Beyond faster feeding and shorter hospital stays, she noted that EUS-GE can minimize delays in cancer treatment compared with surgical approaches, which are often associated with longer recovery and complications such as delayed gastric emptying.

Still, Dr. Widmer cautioned that the procedure remains technically complex.

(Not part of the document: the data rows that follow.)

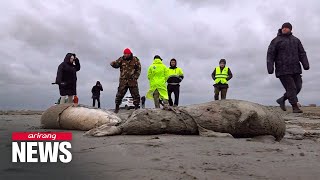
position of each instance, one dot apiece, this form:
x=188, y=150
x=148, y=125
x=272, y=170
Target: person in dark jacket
x=130, y=70
x=286, y=52
x=67, y=77
x=221, y=75
x=96, y=93
x=143, y=102
x=175, y=77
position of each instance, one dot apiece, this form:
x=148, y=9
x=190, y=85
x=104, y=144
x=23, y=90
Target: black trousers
x=94, y=102
x=175, y=89
x=222, y=90
x=292, y=84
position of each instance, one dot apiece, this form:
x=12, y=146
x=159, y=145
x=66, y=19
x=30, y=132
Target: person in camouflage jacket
x=130, y=69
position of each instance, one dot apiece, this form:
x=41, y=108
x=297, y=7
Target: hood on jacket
x=157, y=61
x=280, y=33
x=68, y=56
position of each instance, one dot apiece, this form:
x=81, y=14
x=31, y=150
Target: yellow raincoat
x=158, y=75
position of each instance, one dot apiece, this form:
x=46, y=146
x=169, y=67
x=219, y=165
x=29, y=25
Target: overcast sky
x=36, y=35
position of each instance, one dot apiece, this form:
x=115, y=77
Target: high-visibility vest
x=221, y=77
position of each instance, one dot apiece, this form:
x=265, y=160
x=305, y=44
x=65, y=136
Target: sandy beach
x=167, y=156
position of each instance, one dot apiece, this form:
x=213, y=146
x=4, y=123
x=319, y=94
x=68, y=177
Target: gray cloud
x=36, y=35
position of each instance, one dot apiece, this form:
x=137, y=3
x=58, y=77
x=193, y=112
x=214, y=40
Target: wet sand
x=166, y=156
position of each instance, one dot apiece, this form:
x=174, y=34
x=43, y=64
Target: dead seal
x=68, y=116
x=218, y=118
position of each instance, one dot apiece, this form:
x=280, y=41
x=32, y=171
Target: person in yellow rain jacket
x=157, y=76
x=221, y=75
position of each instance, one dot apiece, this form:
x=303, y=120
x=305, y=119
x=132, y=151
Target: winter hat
x=127, y=51
x=287, y=25
x=222, y=61
x=157, y=57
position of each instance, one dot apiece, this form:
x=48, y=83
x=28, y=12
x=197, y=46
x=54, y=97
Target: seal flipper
x=246, y=115
x=104, y=130
x=210, y=133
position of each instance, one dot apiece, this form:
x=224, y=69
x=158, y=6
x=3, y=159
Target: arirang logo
x=41, y=147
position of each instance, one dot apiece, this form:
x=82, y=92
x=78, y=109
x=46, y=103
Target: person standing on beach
x=96, y=93
x=221, y=75
x=67, y=77
x=286, y=52
x=143, y=102
x=130, y=69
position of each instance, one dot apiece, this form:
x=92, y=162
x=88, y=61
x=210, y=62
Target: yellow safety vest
x=221, y=77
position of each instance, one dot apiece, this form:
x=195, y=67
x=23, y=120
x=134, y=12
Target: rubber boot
x=116, y=110
x=165, y=104
x=282, y=102
x=296, y=109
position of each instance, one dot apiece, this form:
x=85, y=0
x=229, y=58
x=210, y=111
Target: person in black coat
x=286, y=52
x=143, y=102
x=96, y=93
x=67, y=77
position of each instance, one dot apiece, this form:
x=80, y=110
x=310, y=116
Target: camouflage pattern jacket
x=130, y=69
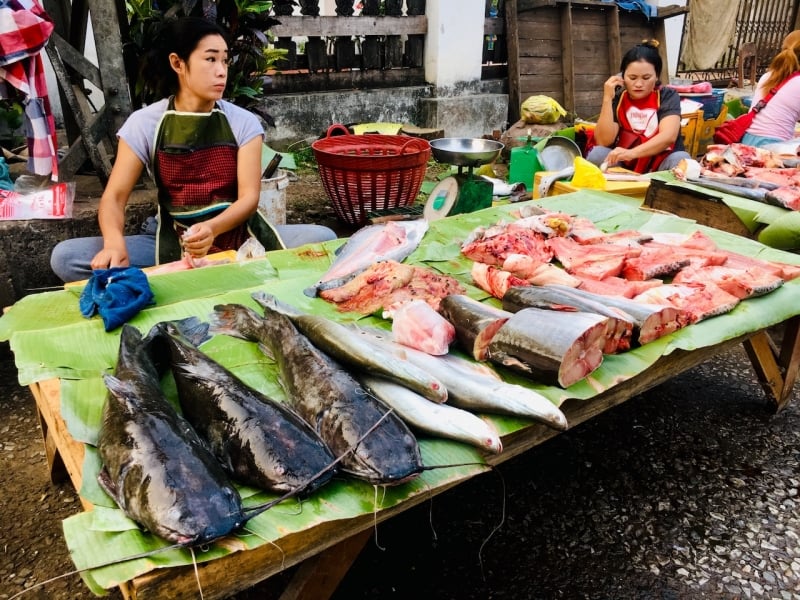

“This is really one of the most complex therapeutic EUS techniques,” she said. “Because the bowel is mobile, placing the stent can be technically challenging. That’s why it’s mostly done at high-volume expert centers, where multidisciplinary teams — gastroenterologists, surgeons, oncologists — work together.”

Looking ahead, she expects the role of EUS-GE to expand as technology and training evolve.

“It’s certainly being done for benign disease, but the majority is really for malignant disease,” Dr. Widmer said. “As people feel more comfortable with the technique itself and adverse events are reduced, I think it will start being applied more broadly.”